Since they are hot and slow and noisy, they got retired and replaced.

If you really want to keep them going i might have one or 2 in the basement in 4u 743/742 chassis that are yours for the cost of shipping.
 
D

Deleted member 36422

Guest
Yes, they were old and I'm sure simply worn out but that's kind of the challenge with old hardware too, seeing how long you can keep it going.

I had a 486 running for so many years that when I turned it off to move it, the switch actually disintegrated and it never powered up again.
I think it was on for something like 15 years, completely forgotten about, running some little used application that we didn't even realize was on that machine until it dissapeared at the same time.

I appreciate the offer but I'm more curious to know if it's actually done or if there is still a chance of firing it back up :).
 

RageBone

Active Member
Jul 11, 2017
617
159
43
Of course there is a way to get them working again.
BUT probably not without some effort debugging and board level repairs and workarounds.

First thing to look for would be Postcodes because if it still proceeds a bit away from FF or 00, not all is lost.

Sadly, sensor-data in the impi isn't available that early in post. An oversight for sure.

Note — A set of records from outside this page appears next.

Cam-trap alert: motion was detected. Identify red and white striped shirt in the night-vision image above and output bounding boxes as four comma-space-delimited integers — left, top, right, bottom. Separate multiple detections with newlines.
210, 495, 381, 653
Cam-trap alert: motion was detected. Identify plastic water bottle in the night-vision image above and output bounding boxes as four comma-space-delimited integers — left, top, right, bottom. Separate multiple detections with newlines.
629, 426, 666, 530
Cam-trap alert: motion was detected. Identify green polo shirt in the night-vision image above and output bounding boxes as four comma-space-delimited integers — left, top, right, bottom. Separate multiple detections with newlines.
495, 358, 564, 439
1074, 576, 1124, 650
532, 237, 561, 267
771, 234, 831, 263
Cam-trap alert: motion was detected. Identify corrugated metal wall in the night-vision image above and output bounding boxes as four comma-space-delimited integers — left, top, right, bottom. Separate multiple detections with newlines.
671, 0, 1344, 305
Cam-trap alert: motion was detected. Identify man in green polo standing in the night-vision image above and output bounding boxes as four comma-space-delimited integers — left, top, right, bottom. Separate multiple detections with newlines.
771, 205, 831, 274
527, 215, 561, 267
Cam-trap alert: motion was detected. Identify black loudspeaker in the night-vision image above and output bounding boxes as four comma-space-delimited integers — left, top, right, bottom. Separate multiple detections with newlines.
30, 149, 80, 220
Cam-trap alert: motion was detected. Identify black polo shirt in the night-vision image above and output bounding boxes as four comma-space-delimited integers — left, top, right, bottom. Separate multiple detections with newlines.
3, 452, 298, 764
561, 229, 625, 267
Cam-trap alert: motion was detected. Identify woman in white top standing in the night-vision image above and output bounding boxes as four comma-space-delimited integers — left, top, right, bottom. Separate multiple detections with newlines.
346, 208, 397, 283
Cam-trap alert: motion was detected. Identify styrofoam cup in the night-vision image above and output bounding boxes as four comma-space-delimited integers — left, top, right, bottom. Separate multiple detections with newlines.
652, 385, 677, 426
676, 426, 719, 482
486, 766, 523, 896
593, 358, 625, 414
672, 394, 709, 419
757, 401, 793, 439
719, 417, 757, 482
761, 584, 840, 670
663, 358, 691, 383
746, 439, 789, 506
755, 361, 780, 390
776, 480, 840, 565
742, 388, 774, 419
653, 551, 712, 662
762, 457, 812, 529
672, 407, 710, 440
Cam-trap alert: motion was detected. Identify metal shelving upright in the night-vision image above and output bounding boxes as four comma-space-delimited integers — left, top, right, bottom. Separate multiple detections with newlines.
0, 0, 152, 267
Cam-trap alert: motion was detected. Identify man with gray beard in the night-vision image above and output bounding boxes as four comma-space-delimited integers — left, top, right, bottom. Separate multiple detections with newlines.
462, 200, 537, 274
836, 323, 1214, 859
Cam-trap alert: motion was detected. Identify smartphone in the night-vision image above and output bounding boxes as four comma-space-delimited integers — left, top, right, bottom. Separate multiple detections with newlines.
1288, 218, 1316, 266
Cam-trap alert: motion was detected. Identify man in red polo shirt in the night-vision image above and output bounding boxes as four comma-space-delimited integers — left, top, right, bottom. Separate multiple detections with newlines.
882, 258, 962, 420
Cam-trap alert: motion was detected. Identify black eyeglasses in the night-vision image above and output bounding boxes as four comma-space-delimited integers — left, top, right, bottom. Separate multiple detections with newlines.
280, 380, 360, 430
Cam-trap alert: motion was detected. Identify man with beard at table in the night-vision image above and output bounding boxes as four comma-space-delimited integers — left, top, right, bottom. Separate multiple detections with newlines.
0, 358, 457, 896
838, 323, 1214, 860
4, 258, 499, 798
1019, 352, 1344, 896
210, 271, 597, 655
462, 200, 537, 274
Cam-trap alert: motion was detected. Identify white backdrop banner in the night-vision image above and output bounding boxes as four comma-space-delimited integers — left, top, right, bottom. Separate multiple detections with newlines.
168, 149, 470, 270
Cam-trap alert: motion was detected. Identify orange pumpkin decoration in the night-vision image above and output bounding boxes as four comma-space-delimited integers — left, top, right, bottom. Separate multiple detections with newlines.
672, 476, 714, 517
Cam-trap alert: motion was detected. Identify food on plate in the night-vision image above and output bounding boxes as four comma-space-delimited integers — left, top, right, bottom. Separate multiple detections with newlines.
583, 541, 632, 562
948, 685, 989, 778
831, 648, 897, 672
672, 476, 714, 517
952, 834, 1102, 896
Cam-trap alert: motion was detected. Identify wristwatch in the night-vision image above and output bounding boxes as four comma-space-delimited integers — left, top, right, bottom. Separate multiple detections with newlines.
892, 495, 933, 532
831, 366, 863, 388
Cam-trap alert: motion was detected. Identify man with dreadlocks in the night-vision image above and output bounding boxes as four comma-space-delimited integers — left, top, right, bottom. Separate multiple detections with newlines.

Another useful tool is a multi-meter to stab the board and measure the present/ not present voltages and resistances.
 
D

Deleted member 36422

Guest
There is no output what so ever on the monitor so nothing to see and no BIOS access of course.
 

i386

Well-Known Member
Mar 18, 2016
4,241
1,546
113
34
Germany
You could try to reflash the bios through ipmi and check then if the system can boot into bios or the os.
 

BlueFox

Legendary Member Spam Hunter Extraordinaire
Oct 26, 2015
2,090
1,507
113
You could try to reflash the bios through ipmi and check then if the system can boot into bios or the os.
Pretty certain that feature wasn't available on the X8 generation and didn't arrive until later.